Seafood gumbo originated with the French Creole settlers in Louisiana. Marrying classic French techniques, African American spices and local ingredients, the stew is a literal melting pot. Gumbo was influenced both by Creole cooking made famous in New Orleans and the country styles Cajun cooking from Acadiana (French Louisiana). There are many different interpretations of gumbo, but they all start with a dark roux and end as a rich, thick stew.
A traditional French technique, roux combines equal parts of oil or butter and flour into a paste. Add the ingredients to a heavy-bottomed sauce pan over medium-low heat and stir it continually until it's completely combined. For gumbo you want to cook the roux until it becomes a dark brown color, about 20 to 25 minutes. Stir continually to avoid clumps.
The Creole trinity replaces the carrots in the French mirepoix, which also includes onions and celery, with green peppers. Traditionally you would use a ratio of 2:1:1, but if you like one vegetable more than another, increase the amount of that one and use less of the other. But don't omit any vegetable or you will change the flavor completely.

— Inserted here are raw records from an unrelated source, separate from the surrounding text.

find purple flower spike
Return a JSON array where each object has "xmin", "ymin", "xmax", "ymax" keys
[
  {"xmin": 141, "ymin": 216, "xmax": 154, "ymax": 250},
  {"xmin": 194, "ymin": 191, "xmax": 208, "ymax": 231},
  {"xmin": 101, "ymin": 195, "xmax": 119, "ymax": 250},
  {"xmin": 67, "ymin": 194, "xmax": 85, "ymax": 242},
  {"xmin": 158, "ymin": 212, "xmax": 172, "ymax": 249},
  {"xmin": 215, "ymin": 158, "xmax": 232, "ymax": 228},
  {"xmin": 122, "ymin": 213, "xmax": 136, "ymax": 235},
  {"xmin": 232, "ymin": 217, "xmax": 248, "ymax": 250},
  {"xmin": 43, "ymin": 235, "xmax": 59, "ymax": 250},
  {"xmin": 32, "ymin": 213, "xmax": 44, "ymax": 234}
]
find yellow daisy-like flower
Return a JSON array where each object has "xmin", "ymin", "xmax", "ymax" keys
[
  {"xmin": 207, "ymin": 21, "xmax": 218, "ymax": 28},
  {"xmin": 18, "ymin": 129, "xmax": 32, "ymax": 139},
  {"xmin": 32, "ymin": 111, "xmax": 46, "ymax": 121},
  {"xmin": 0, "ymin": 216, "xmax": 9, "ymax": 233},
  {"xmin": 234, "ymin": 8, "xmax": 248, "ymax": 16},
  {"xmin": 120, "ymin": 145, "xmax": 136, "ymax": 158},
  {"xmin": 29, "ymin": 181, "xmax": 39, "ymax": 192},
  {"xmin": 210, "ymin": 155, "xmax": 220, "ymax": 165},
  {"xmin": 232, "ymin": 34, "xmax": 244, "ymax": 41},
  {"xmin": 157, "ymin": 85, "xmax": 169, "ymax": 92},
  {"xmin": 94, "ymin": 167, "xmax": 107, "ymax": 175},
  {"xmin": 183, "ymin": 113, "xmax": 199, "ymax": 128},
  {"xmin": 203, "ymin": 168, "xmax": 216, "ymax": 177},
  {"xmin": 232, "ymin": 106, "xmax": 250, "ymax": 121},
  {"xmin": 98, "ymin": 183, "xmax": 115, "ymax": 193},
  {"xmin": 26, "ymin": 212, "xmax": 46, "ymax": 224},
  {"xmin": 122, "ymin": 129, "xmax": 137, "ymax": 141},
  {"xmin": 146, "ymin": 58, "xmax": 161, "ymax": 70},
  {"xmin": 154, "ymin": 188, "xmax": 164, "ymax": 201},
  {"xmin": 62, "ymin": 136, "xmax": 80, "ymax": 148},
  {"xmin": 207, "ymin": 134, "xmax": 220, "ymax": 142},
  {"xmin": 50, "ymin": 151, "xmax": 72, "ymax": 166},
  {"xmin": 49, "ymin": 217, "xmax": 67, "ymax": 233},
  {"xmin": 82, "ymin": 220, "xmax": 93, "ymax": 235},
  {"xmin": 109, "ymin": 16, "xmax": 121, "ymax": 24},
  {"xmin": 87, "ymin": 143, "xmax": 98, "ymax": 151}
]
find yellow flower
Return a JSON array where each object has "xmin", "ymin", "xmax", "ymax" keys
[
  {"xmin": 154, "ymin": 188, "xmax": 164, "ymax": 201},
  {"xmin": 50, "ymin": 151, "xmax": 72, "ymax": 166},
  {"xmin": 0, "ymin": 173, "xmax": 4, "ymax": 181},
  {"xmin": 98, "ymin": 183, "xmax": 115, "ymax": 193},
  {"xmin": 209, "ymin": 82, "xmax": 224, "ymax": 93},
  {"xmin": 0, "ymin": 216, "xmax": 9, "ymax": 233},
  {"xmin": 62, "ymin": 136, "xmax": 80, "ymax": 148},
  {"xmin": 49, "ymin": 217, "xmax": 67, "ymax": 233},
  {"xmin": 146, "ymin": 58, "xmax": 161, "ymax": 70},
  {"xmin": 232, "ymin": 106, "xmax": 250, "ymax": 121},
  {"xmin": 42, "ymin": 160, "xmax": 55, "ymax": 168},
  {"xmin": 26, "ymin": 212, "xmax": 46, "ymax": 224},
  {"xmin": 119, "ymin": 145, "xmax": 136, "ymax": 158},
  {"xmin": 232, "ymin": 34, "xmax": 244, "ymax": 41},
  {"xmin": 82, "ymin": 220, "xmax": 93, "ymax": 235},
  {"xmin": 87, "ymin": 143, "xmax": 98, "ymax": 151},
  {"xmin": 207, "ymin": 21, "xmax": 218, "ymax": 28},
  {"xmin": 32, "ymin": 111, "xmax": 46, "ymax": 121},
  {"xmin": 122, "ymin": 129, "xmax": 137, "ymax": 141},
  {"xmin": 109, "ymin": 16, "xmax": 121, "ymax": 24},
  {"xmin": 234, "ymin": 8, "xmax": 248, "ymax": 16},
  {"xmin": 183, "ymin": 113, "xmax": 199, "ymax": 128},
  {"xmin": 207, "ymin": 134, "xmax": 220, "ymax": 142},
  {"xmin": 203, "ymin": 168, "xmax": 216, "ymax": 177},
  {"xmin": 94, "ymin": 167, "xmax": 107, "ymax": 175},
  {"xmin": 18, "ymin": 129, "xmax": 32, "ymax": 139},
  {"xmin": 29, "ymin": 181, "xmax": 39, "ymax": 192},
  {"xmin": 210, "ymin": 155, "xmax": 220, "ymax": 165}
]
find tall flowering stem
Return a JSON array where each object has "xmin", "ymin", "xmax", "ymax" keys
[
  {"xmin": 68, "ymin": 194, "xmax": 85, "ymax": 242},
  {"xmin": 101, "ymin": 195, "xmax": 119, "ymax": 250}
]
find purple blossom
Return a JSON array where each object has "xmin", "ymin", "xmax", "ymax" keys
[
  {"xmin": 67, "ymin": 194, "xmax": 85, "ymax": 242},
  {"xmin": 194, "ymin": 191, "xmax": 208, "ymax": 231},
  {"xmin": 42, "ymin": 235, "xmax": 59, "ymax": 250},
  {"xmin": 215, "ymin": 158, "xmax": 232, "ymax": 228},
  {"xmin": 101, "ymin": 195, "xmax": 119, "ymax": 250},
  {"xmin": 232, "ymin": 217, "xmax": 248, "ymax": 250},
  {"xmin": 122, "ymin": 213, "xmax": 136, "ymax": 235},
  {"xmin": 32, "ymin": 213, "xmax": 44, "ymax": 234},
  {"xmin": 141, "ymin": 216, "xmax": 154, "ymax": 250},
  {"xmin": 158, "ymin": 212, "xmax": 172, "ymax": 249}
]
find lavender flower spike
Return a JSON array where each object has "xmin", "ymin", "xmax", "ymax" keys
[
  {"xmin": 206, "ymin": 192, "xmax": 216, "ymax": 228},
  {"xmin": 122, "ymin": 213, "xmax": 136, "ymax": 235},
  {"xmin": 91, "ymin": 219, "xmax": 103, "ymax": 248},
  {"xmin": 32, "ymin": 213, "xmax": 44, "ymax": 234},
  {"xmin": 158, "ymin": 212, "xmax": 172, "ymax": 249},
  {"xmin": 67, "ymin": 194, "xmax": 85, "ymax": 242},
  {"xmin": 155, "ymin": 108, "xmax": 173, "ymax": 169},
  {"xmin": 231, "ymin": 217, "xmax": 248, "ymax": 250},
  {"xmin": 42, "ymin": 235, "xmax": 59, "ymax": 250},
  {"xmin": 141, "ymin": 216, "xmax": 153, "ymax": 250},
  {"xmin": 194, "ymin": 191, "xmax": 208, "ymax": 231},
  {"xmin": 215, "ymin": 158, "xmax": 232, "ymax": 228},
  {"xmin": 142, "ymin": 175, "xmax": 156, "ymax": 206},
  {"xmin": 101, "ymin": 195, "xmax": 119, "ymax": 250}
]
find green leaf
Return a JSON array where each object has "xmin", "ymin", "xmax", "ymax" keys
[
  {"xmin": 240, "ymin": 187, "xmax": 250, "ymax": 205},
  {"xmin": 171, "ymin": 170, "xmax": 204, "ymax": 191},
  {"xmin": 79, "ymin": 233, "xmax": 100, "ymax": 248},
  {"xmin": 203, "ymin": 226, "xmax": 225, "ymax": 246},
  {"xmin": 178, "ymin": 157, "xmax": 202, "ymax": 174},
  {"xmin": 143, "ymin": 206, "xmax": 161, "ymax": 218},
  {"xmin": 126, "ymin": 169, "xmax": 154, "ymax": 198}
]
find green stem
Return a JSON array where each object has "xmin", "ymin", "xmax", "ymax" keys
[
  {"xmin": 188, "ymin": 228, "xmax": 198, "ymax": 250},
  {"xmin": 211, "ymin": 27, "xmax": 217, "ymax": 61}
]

Seafood gumbo reflects the abundance of seafood available on the coast of Louisiana. Use the freshest ingredients available at your local seafood counter. Add whatever you like, but keep in mind that seafood cooks quickly, and you do not want to add it until the gumbo is almost done.
The addition of liquid makes the gumbo a stew. You can keep it simple and use water, but seafood stock and clam juice add even more flavor. Okra often appears in gumbos, as does hot sauce. And, if you can find it, gumbo file, or sassafras root, traditionally gets added toward the end of cooking. Serve the gumbo with a scoop of cooked white rice.